Bevande energetiche e malattie cardiache
Sebbene lo studio non stabilisca un nesso di causalità diretto, la natura osservazionale della ricerca ha portato gli scienziati a raccomandare cautela e moderazione nel consumo di queste bevande. “Il mercato delle bevande energetiche negli Stati Uniti è in costante crescita da diversi anni,” afferma Ackerman. “La comunità scientifica e medica ha sollevato preoccupazioni riguardo agli ingredienti contenuti in questi prodotti.” Le bevande energetiche possono contenere tra 80 e 300 milligrammi di caffeina per porzione, oltre a stimolanti non regolamentati dalla Food and Drug Administration (FDA), come taurina e guaranà.

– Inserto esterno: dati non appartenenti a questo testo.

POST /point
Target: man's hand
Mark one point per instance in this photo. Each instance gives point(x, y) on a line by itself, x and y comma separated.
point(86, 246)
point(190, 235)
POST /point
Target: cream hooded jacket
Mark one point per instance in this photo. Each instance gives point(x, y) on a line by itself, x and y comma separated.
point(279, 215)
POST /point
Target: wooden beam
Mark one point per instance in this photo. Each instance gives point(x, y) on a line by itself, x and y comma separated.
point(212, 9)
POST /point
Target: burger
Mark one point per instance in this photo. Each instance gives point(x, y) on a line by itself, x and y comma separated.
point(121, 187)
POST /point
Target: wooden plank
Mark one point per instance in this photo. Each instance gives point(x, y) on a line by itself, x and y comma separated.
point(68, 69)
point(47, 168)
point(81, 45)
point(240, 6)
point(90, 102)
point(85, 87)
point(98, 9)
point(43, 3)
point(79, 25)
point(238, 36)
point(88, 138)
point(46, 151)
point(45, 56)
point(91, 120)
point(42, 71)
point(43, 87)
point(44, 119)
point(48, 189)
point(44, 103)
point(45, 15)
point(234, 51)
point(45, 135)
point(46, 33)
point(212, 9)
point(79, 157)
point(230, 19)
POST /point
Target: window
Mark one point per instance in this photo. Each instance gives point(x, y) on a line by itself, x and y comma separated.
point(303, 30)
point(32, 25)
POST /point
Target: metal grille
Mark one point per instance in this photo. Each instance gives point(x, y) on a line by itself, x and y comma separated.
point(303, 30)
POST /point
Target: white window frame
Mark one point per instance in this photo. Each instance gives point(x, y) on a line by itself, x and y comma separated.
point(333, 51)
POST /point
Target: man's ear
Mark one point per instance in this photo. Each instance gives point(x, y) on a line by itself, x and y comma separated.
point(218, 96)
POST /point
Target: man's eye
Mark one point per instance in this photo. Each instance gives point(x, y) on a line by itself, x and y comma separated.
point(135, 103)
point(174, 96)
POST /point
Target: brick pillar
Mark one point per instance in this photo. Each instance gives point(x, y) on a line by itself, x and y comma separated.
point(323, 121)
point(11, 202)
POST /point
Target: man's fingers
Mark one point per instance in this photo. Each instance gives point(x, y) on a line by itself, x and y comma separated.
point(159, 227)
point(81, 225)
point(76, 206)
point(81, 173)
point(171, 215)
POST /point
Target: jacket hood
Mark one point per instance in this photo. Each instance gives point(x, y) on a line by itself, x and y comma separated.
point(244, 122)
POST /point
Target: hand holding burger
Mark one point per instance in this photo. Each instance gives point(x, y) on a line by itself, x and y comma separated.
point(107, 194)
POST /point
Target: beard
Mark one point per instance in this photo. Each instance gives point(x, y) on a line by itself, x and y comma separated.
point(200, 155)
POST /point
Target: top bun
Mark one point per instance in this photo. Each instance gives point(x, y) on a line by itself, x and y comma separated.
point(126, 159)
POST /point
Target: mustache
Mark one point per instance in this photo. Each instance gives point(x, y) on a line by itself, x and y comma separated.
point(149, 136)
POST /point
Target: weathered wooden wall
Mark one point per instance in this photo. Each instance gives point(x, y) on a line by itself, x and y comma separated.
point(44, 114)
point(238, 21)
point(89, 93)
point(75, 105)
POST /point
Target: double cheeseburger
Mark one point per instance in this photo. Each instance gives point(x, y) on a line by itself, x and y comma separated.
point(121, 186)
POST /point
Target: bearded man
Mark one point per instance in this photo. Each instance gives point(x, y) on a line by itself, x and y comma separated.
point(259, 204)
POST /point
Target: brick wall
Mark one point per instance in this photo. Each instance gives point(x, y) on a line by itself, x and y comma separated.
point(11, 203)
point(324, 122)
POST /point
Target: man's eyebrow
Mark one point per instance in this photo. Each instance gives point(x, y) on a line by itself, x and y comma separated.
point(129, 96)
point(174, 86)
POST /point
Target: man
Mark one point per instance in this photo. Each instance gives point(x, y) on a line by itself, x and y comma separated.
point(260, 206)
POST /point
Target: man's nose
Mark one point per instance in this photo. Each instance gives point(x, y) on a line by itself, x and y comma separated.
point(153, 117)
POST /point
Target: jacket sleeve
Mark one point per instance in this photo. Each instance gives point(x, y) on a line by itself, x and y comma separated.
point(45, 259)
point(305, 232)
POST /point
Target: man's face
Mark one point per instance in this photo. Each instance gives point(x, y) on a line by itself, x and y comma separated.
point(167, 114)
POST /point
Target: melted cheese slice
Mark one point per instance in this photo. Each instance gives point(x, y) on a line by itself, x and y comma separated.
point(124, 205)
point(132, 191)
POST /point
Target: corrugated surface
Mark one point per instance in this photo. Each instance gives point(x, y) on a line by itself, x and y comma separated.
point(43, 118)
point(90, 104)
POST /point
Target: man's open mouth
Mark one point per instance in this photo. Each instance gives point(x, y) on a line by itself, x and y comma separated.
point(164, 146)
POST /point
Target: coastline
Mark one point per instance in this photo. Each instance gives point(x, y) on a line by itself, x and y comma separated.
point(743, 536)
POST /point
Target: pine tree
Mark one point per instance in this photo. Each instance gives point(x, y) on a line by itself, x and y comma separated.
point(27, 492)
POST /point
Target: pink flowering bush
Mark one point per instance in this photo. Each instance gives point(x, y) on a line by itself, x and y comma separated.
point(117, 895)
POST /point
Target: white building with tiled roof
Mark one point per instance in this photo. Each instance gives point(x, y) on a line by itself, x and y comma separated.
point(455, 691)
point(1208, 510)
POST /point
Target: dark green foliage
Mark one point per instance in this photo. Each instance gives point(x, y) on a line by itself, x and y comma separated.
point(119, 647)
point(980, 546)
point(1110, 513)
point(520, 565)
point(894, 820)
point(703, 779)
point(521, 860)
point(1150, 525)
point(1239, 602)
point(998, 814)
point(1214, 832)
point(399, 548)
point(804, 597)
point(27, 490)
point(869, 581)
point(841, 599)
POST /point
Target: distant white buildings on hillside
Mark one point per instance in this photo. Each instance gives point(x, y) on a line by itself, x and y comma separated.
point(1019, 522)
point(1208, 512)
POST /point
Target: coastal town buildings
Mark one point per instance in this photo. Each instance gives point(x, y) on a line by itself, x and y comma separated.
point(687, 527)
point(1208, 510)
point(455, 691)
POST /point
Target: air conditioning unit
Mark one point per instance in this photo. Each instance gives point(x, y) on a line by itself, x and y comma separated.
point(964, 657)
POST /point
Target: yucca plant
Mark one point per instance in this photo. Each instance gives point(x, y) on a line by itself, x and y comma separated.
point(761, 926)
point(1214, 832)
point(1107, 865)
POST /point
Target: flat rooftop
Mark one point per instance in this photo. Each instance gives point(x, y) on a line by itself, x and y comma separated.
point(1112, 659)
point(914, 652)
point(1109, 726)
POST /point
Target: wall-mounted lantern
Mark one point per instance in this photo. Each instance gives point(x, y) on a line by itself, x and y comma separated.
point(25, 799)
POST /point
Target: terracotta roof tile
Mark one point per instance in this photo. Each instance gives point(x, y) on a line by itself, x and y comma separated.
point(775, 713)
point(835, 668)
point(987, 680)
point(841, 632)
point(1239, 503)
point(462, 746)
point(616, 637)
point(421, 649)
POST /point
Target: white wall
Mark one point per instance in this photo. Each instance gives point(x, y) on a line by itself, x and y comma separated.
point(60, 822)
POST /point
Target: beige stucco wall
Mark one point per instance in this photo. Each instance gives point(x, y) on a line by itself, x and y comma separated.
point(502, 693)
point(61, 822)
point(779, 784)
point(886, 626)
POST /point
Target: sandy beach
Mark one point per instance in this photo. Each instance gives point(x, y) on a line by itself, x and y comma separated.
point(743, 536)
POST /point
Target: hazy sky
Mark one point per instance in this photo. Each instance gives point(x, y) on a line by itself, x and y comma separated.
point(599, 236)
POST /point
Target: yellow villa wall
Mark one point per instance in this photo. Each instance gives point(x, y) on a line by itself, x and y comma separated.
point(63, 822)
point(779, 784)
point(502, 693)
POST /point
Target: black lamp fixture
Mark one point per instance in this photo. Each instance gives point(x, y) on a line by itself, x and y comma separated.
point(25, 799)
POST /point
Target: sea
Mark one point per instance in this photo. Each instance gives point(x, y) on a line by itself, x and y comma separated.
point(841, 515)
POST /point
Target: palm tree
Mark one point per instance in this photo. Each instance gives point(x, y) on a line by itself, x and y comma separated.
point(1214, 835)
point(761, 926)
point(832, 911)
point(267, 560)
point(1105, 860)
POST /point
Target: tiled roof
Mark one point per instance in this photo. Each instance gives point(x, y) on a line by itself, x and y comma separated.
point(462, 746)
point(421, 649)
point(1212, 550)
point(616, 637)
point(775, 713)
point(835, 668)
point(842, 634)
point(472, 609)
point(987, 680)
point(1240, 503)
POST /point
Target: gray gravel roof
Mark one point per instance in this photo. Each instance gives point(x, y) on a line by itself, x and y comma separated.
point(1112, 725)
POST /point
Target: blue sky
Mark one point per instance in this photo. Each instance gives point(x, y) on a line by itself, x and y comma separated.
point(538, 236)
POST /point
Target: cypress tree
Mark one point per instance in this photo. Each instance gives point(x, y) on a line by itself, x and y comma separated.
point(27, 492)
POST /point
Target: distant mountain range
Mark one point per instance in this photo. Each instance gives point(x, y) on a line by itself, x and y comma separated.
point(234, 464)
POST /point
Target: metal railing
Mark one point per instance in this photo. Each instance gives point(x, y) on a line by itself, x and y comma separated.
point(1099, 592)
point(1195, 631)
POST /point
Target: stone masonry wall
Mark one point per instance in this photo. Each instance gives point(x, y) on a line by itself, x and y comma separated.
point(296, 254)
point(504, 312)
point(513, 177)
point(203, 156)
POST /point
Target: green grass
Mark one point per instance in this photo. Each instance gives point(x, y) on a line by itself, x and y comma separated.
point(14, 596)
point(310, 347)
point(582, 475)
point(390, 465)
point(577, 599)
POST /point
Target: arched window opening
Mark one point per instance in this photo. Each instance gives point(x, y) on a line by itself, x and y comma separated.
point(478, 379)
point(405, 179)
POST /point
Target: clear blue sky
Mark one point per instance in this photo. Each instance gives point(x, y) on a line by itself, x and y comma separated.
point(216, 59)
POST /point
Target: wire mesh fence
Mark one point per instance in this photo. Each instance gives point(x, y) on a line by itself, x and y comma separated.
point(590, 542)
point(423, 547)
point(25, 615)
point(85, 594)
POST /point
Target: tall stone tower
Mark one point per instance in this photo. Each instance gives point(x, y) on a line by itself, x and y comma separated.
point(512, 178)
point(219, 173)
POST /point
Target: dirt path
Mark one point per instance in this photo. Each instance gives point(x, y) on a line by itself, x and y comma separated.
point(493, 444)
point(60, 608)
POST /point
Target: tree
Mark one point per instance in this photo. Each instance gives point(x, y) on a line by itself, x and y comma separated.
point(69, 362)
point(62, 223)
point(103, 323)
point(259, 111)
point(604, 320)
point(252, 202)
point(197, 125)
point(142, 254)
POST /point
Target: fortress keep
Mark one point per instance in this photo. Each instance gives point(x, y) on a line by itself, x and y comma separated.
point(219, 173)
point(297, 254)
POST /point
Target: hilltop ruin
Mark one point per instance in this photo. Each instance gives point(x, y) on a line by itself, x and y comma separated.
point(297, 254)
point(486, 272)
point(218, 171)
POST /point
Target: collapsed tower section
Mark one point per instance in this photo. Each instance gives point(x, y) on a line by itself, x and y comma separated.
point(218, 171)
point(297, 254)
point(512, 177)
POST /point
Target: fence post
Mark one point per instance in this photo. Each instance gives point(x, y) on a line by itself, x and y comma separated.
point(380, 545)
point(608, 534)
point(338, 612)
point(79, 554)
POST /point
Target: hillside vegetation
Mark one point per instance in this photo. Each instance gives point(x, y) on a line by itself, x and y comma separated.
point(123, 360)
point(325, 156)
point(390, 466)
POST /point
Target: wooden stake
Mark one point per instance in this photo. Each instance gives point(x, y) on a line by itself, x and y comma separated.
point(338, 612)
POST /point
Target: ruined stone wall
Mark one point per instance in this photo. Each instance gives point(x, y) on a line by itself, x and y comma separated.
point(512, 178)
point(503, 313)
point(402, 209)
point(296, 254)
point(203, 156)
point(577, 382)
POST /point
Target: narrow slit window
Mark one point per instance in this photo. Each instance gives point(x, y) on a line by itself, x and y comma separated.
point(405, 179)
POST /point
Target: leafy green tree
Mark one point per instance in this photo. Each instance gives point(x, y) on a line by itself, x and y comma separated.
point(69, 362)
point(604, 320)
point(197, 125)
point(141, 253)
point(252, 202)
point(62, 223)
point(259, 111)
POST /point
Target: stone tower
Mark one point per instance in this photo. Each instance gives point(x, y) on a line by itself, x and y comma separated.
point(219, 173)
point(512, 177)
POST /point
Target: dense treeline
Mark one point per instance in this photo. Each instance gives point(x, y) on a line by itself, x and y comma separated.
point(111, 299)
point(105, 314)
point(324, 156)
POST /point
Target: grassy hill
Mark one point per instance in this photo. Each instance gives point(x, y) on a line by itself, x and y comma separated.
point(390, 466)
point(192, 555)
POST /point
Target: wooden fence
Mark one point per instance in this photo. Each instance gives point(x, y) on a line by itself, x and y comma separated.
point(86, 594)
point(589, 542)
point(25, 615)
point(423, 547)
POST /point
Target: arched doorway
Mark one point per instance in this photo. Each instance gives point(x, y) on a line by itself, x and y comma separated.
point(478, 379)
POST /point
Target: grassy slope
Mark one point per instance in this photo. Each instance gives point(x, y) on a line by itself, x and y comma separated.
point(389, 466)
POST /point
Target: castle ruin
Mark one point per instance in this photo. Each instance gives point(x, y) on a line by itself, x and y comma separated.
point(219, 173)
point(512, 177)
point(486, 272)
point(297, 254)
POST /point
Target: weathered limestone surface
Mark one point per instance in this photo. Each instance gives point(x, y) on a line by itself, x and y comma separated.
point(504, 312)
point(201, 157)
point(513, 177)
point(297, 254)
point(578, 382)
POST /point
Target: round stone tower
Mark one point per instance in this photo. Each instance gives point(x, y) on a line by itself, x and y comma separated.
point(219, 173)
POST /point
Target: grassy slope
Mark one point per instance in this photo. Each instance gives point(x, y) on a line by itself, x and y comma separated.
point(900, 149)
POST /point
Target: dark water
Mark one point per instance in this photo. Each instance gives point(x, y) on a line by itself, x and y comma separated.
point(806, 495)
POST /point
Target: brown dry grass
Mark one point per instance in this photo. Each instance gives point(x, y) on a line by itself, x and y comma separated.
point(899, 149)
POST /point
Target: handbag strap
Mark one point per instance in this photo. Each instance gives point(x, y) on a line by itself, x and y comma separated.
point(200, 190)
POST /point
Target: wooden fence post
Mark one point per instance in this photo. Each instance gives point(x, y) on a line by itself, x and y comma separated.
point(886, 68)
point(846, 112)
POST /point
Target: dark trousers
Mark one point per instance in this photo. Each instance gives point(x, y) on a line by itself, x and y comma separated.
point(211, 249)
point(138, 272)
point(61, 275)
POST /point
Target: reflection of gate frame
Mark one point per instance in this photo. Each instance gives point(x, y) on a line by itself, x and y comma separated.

Il dottor Ehud Chorin dell’Università di Tel Aviv, in una nota editoriale di accompagnamento, ha evidenziato che “i risultati di questo studio si aggiungono al crescente corpus di prove che correlano determinati alimenti agli effetti aritmogeni, specialmente nei soggetti ad alto rischio.” Ackerman ha inoltre osservato che “la nostra indagine ha evidenziato una relazione temporale tra il consumo di bevande energetiche e gli eventi di arresto cardiaco improvviso in sette pazienti, ma abbiamo osservato anche diversi potenziali fattori di rischio in altri pazienti, come la privazione del sonno, la disidratazione, l’alimentazione, l’uso di determinati farmaci e il post partum.”
Raccomandazioni
Alla luce di questi risultati, è chiaro che il consumo di bevande energetiche, soprattutto in combinazione con altri fattori di rischio, potrebbe aumentare la probabilità di arresto cardiaco nei soggetti predisposti. Pertanto, i medici e i pazienti dovrebbero essere consapevoli dei potenziali pericoli e valutare attentamente l’uso di queste bevande. Moderazione e consapevolezza sono chiave per prevenire complicazioni gravi.